Commons Charters: From The Great Lakes to Madrid, and Reclaiming a Common(s), NYC, Feb. 14, 2013

Commons Charters: From The Great Lakes to Madrid, and Reclaiming a Common(s), NYC, Feb. 14, 2013

What: Discussion
When: Thursday February 14th 6:00pm
Where: 16 Beaver Street, 4th Floor
Who: Free and open to all

We would like to invite everyone to a discussion and evening organized
with our friends from Making Worlds.

The event builds upon existing discussions that we have each organized
over the last few years around the common(s) and more recent discussions
in which we have tried to imagine collectively different modes of pairing
struggle and antagonism to capitalism with formal/informal processes of
mutual aid, collective care and cultivation of the common(s).

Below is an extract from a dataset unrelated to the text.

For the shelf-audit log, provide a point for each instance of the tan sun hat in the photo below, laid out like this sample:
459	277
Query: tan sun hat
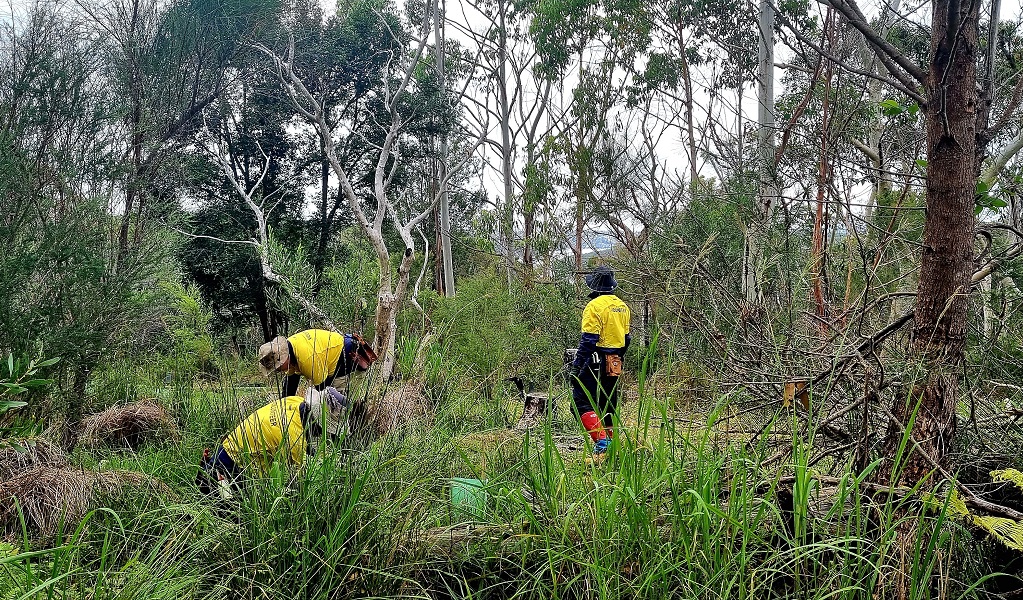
273	355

The questions are basic ones concerning the processes of destruction or
privatization of the basic premises of life (food, water, air, genes,
seeds, ideas, language, learning, land, ...) and include the material
needs of being able to collectively reproduce our lives in struggle. They
also revolve around the capacity of this change in climate (both
ecologically and socio-politically) we are living through to posit or
propose alternatives to state (public?) or corporate (private?) control of
life.

The evening will unfold in two parts.

The first part of the evening is a conversation with Isidro Lopez and
Alexa Bradley who are currently participating in the development of
commons charters. Isidro Lopez will discuss his involvement with
Observatorio Metropolitano and the “Carta de los Comunes”, a Commons
Charter for the city of Madrid [Spain] elaborated collectively in 2011.
Alexa Bradley will be discussing her current work with the Great Lakes
Commons Initiative, a broad organizing effort to catalyze a cross border
citizen movement to put human need, ecological survival and democratized
decision making at the center of the Great Lakes governance.

More generally, commons charters are documents created by communities
seeking to take back control and care of their livelihoods and
environments. Among examples, we discover The Magna Carta’s often
overlooked Charter of the Forest written in 1066 by the commoners of
England demanding their right to use the land for their common needs:
grazing, wood for cooking, peat for fuel, and fishing rights to name a
few. In recent years, different initiatives throughout the world have
recovered these kinds of documents, as is the case of the Carta de los
Comunes (Madrid, Spain), and the Great Lakes Initiative (US-Canada).

The second part of the evening, we will try to resume the discussion
focusing on some initiatives or efforts that could potentially address
these concerns in New York, Madrid and beyond.

We will also be joined by Silvia Federici and George Caffentzis and other
friends with whom we began a more public exploration of some common
concerns with 'Beyond Good and Evil Commons: Debt, Economic Crisis and the Production of Commons' in the summer of 2011.